I was with the Lacks family as they did an interview the other day, and what they said basically was, “Money is not our big concern in this right now.” Right now they’re thinking about science. They’re thinking about making it so that science can go forward while protecting their family’s privacy.
TS: Was privacy their major concern?
RS: I don’t know if I could say that there was one [concern] that outweighed them all, . . . But yes, the privacy conversations were extensive, and they had a separate meeting with genetic counselors to understand what of their own information might be in there, what of their parents’ and grandparent’s might be in there.
TS: Do you think that this agreement, or at least the way it was brokered, might serve as a blueprint for future issues concerning bioethics?
RS: This is a very unique situation. . . . I don’t imagine that with every genome that somebody wants to do research on and publish will there be an entire family sitting around the table for multiple meetings talking about how to handle that. If you apply that to every bit of research, that’s unrealistic. . . . But could this help inform the questions that scientists need to ask before they sequence someone’s genome and publish it? Probably. I imagine it will.
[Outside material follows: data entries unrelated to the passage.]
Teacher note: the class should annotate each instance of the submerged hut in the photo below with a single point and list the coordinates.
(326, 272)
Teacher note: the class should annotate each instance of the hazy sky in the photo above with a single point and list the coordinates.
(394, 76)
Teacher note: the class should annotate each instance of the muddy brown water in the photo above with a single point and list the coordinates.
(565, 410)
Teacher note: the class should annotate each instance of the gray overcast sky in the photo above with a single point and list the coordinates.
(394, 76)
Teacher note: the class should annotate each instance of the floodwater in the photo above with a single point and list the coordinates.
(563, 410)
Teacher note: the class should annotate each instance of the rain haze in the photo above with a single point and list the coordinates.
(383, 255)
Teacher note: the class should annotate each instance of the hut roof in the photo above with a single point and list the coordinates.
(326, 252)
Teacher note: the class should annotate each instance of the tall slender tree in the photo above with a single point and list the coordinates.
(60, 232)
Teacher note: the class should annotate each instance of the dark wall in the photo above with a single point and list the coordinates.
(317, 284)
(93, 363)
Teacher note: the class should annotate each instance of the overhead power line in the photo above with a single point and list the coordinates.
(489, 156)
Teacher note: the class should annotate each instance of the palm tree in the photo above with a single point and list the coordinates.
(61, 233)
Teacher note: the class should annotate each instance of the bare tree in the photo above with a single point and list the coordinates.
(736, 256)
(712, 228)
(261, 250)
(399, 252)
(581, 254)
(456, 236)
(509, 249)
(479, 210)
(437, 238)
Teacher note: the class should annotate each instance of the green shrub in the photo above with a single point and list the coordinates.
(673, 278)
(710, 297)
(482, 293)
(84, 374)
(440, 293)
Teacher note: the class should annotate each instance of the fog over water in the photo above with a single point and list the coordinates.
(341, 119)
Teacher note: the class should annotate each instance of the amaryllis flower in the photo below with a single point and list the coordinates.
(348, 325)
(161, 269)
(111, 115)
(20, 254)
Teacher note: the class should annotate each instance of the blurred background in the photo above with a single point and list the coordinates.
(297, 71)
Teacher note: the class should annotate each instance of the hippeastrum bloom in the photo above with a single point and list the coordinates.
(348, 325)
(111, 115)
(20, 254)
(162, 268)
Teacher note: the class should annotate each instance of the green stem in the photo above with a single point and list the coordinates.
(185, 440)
What’s important is that this is a very big statement from the NIH and from the scientific community saying, “It matters to know what the subjects want and to tell them what’s going on.” In that way, yes, this is setting an important precedent. . . . I do think it’s sort of a symbol of where things are headed in the future with science and the public being more comfortable and involved with each other.
TS: Do you see this as the pinnacle of the dialogue you started concerning Henrietta Lacks’s case?
RS: My hope is that the next pinnacle will involve the Lacks family and scientists and not me. The only reason I was involved in this is because scientists did this without the family’s consent and then it got all of this press coverage, and no one asked the question, “Did the family give consent?” So I sort of waded back in.
That OpEd that I wrote was the first time I’d ever publically expressed an opinion, which was, “Really?!? Are we going to continue to not ask the Lacks family questions?” I was kind of shocked in a sense that nobody thought to raise that issue.
[But now] I’m very happy that [the negotiations] happened, and in a sense relieved. Because hopefully this will be the beginning of conversations happening between scientists and non-scientists across the board in a way that might be different.